Este 16 de marzo se registró un nuevo incendio provocado en la finca del líder indígena brörán Pablo Sibar Sibar, en la recuperación indígena de Crun Shurin, territorio indígena de Térraba.
El hecho se suma a un patrón sostenido de hostigamiento y violencia contra el dirigente indígena, quien cuenta con medidas cautelares (MC 321/12) otorgadas por la Comisión Interamericana de Derechos Humanos (CIDH).
El incendio inició cerca del mediodía y fue controlado gracias a la rápida acción de la comunidad organizada y del Cuerpo de Bomberos de Costa Rica, quienes acudieron al lugar y lograron evitar que el fuego se extendiera a mayores áreas del territorio.
Este nuevo hecho ocurre un día después de la celebración del Festival Madremonte, actividad cultural realizada el fin de semana en la recuperación de Crun Shurin, donde participaron artistas, personas visitantes y miembros de la comunidad brörán.
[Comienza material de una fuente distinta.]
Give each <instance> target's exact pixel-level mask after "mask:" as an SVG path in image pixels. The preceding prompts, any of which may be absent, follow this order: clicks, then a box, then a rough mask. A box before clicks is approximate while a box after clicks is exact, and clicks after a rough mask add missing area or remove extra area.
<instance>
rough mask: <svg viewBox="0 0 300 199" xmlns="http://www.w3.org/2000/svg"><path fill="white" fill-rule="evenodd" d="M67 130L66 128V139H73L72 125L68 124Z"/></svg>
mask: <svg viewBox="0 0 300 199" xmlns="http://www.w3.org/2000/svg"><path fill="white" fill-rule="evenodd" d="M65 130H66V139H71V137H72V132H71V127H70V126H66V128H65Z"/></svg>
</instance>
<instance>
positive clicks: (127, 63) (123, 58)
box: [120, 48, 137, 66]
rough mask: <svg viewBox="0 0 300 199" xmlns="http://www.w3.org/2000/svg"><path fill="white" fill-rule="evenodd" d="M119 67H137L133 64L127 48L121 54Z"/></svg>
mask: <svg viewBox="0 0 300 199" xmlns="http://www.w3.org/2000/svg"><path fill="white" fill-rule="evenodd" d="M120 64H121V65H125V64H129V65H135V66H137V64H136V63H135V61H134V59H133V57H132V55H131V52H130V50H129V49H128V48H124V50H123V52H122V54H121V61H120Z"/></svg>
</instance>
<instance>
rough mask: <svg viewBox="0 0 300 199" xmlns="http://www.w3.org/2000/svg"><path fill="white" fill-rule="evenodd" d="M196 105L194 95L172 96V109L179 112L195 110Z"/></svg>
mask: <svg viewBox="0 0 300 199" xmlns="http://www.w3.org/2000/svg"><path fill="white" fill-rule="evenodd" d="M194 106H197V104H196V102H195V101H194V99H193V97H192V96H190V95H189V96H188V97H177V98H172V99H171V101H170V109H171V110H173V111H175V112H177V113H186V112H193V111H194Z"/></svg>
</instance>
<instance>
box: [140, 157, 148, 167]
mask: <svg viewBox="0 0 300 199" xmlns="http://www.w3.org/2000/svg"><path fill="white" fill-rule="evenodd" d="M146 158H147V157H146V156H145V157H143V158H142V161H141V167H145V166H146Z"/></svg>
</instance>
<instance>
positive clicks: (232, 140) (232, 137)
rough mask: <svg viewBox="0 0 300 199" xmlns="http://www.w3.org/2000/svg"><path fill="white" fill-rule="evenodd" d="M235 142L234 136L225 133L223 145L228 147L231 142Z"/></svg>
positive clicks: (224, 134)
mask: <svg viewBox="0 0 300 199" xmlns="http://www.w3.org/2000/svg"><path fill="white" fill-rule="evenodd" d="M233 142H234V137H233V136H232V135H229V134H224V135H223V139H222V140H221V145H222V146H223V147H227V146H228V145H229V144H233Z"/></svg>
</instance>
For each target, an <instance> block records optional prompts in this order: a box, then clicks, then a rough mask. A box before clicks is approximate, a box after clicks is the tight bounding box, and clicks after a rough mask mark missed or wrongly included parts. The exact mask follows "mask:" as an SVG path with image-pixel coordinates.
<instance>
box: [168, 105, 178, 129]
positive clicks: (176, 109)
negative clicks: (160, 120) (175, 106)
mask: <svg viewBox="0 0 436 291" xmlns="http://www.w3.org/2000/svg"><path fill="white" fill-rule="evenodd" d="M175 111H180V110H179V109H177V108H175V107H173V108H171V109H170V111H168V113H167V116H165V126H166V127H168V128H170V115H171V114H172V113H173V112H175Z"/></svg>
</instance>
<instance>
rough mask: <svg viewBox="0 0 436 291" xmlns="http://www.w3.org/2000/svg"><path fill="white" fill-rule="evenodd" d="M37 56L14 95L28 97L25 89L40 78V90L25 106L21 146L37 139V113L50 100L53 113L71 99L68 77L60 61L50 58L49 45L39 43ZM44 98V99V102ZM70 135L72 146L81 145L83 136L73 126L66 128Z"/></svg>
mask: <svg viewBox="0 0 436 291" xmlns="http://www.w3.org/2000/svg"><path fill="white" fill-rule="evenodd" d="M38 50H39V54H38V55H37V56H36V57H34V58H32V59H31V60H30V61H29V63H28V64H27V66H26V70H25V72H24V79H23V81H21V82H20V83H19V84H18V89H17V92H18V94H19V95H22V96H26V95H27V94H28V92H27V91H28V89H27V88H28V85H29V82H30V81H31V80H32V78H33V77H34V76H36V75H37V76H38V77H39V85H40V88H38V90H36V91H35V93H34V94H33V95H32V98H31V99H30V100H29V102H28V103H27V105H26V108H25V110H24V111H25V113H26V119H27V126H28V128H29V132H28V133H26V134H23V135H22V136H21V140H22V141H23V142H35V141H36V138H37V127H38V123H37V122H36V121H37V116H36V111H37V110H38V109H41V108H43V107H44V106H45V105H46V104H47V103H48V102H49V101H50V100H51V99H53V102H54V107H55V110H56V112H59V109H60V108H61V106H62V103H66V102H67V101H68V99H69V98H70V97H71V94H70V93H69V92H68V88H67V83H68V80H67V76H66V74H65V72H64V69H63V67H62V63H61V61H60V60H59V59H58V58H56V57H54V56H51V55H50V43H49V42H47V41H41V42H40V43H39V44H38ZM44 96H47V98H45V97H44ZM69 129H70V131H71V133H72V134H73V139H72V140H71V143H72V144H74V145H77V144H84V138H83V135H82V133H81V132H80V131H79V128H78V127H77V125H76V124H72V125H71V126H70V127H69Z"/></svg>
"Sibar junto con la comunidad ha decidido mantener amplias áreas del territorio en conservación, con el fin de proteger las fuentes de agua, la biodiversidad y los ecosistemas locales. Los incendios provocados destruyen hábitats, matan fauna silvestre y amenazan directamente estas fuentes de agua. Como sucedió el día de hoy", destacó el Programa Kioscos Socioambientales de la UCR.
Patrón de hostigamiento
Organizaciones y personas defensoras del territorio señalan que este hecho forma parte de un patrón sistemático de hostigamiento contra Pablo Sibar.
En agosto del año pasado, la Asociación de Desarrollo Integral de Térraba intentó vender a personas no indígenas una finca en San Andres perteneciente al líder brörán, a pesar de que se trata de una finca que tiene Sibar hace más de 13 años. A raíz de este hecho se solicitó ante la CIDH el reforzamiento de dichas medidas de protección.
Los ataques contra el dirigente incluyen amenazas, agresiones físicas, campañas de difamación e incendios provocados en su propiedad, algunos ocurridos en años anteriores y otro registrado recientemente, destacó el programa de la UCR.
La recuperación indígena de Crun Shurin, iniciada en 2018, es habitada actualmente por 25 familias recuperadoras, unas 80 personas del pueblo Brörán.
Cada año las familias denuncian quemas intencionales en la zona, una situación que también ha sido reportada en otros territorios indígenas como China Kichá. En varias ocasiones estas quemas han sido denunciadas como “incendios racistas”, pues son provocados como represalia contra los procesos de recuperación territorial impulsados por los pueblos indígenas.
Además, la comunidad ha decidido mantener amplias áreas del territorio en conservación, con el fin de proteger las fuentes de agua, la biodiversidad y los ecosistemas locales. Los incendios provocados destruyen hábitats, matan fauna silvestre y amenazan directamente estas fuentes de agua.
Este nuevo incidente refuerza las alertas sobre la falta de protección efectiva para las personas defensoras de derechos humanos en territorios indígenas. En 2021, Sibar recibió amenazas de muerte similares a las que antecedieron los asesinatos de los líderes indígenas Sergio Rojas Ortiz y Jerhy Rivera Rivera, ambos también beneficiarios de medidas cautelares internacionales.